Christine Farah 1 2 , Natasha de Alwis 1 2 , Rose Freemantle 1 2 , Natalie K Binder 1 2 , Sally Beard 1 2 , Sunhild Hartmann 3 4 5 6 7 8 9 , Stefan Botha 3 4 5 6 7 8 9 , Olivia Nonn 4 5 6 8 , Tu’uhevaha J. Kaitu’u-Lino 3 , Lisa Hui Lisa Hui 2 , Natalie J Hannan 1 2
  1. Therapeutic Discovery & Vascular Function in Pregnancy Group, Department of Obstetrics, Gynecology and Newborn Health, University of Melbourne, Melbourne, Australia
  2. Northern Centre Health, Education & Research Northern Hospital, Melbourne, Vic
  3. Translational Obstetrics Group, Department of Obstetrics & Gynaecology, University of Melbourne, Heidelberg, Melbourne, VIC, Australia
  4. Charité - Universitätsmedizin, a cooperation between the Max-Delbrück-Center for Molecular Medicine in the Helmholtz Association and the Charité - Universitätsmedizin , Berlin, Germany
  5. Max-Delbrück-Center for Molecular Medicine in the Helmholtz Association (MDC), Berlin , Germany
  6. DZHK (German Center for Cardiovascular Research), Berlin, Germany
  7. HELIOS Clinic, Department of Cardiology and Nephrology, Berlin, Germany
  8. Division of Cell Biology, Histology and Embryology, Gottfried Schatz Research Center, Medical University of Graz, Graz, Austria
  9. Freie Universität Berlin, Institute for Chemistry and Biochemistry, Berlin, Germany

 

Early placentation relies on tightly coordinated trophoblast differentiation, adhesion, migration and invasion. Purinergic signalling is an understudied but exciting area due to the ability of extracellular nucleotides, including ATP and UTP to act as rapid messengers, enabling swift cellular responses to environmental cues via surface purinergic receptors. Thus, purinergic signalling offers a novel avenue to explore mechanisms driving early placentation. However, specific purinergic signalling function during early placentation remain unclear. This study aimed to determine functional actions of purinergic receptors P1A1 and P2Y6 on trophectoderm and trophoblast migration, invasion and expansion.  

 

Spatial transcriptomics on human placentas (n=13; 5–13 and ≥38 weeks) was undertaken to assess the purinome across gestation.

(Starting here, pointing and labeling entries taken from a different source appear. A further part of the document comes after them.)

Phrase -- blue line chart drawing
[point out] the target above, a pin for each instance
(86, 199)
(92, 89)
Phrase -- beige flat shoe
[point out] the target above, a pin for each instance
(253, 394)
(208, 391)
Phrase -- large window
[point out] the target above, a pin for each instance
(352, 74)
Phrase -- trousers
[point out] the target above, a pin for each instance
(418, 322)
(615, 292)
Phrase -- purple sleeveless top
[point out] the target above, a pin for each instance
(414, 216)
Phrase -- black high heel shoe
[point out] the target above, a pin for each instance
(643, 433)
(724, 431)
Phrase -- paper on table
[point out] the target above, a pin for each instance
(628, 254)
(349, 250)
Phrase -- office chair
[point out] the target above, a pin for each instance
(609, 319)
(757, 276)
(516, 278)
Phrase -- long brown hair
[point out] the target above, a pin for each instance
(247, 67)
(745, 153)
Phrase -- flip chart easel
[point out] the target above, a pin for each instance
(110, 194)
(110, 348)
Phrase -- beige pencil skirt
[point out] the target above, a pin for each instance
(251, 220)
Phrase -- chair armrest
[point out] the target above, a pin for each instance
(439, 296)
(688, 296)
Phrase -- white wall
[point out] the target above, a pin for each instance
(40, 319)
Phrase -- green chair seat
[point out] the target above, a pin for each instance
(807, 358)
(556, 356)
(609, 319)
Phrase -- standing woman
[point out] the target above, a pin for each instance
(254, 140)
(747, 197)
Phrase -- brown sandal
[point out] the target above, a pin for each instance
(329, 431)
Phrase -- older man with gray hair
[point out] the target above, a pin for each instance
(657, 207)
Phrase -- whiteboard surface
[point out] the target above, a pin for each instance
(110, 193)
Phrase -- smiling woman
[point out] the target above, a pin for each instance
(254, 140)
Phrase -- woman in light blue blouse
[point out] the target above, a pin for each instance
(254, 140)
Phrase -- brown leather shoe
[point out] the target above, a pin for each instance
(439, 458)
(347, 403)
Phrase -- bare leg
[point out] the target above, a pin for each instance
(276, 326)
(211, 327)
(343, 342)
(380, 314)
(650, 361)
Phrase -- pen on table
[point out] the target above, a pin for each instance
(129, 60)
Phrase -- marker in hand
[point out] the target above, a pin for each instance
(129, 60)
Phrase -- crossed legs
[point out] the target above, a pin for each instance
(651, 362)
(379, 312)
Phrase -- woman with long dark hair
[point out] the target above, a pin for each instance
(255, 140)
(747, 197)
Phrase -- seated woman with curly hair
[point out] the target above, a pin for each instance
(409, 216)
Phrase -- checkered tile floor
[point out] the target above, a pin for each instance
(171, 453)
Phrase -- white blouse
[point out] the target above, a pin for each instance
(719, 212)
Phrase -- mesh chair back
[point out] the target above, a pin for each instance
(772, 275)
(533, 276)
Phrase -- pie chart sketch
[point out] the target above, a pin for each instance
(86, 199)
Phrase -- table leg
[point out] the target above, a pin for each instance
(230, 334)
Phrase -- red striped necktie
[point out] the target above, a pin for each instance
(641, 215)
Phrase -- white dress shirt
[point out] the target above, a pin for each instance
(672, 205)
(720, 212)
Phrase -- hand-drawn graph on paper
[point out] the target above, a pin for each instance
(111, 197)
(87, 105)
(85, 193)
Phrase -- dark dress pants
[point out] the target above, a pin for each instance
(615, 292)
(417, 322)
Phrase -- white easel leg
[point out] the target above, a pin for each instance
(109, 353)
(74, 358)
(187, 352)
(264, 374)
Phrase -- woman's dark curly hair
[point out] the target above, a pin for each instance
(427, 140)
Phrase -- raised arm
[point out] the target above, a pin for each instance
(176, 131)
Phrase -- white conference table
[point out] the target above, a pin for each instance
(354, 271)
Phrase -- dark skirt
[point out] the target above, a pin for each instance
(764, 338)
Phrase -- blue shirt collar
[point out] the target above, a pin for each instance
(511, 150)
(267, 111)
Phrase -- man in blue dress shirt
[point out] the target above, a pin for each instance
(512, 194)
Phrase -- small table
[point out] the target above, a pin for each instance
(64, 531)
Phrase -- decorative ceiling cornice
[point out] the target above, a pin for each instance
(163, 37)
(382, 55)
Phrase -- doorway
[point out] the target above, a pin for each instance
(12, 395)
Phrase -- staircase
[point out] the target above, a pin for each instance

First trimester placental tissue (7–12 weeks) was cultured on collagen and treated with antagonists to P1A1 (DPCPX) or P2Y6 (MRS2578) for 48 hours. Outgrowth area was measured to assess trophoblast migration and expansion. Mouse blastocysts were also cultured on fibronectin with the same antagonists for 96 hours to evaluate trophectoderm/trophoblast outgrowth.  

 

Spatial transcriptomic analysis revealed low expression of P1A1 across samples assessed. P2YR6 expression was abundantly detected in cytotrophoblasts and syncytiotrophoblasts, suggesting a trophoblast specific function. Inhibiting both receptors significantly reduced first trimester placental outgrowth, suggesting their effects in early trophoblast expansion. P2Y6 inhibition also caused altered differentiation and increased cell death in placental explants, indicating a potential disruption in trophoblast function. Preliminary findings suggest that mouse blastocysts treated with both P1A1 and P2Y6 antagonists showed reduced trophectoderm outgrowth compared to control, suggesting these receptors may play a critical role in early trophoblast function.  

 

Collectively, these findings suggest that dysregulation of P1A1 and P2Y6 in early trophectoderm and trophoblast may disrupt placental development. Therefore this may contribute to placental dysfunction in major pregnancy complications, including preeclampsia and fetal growth restriction.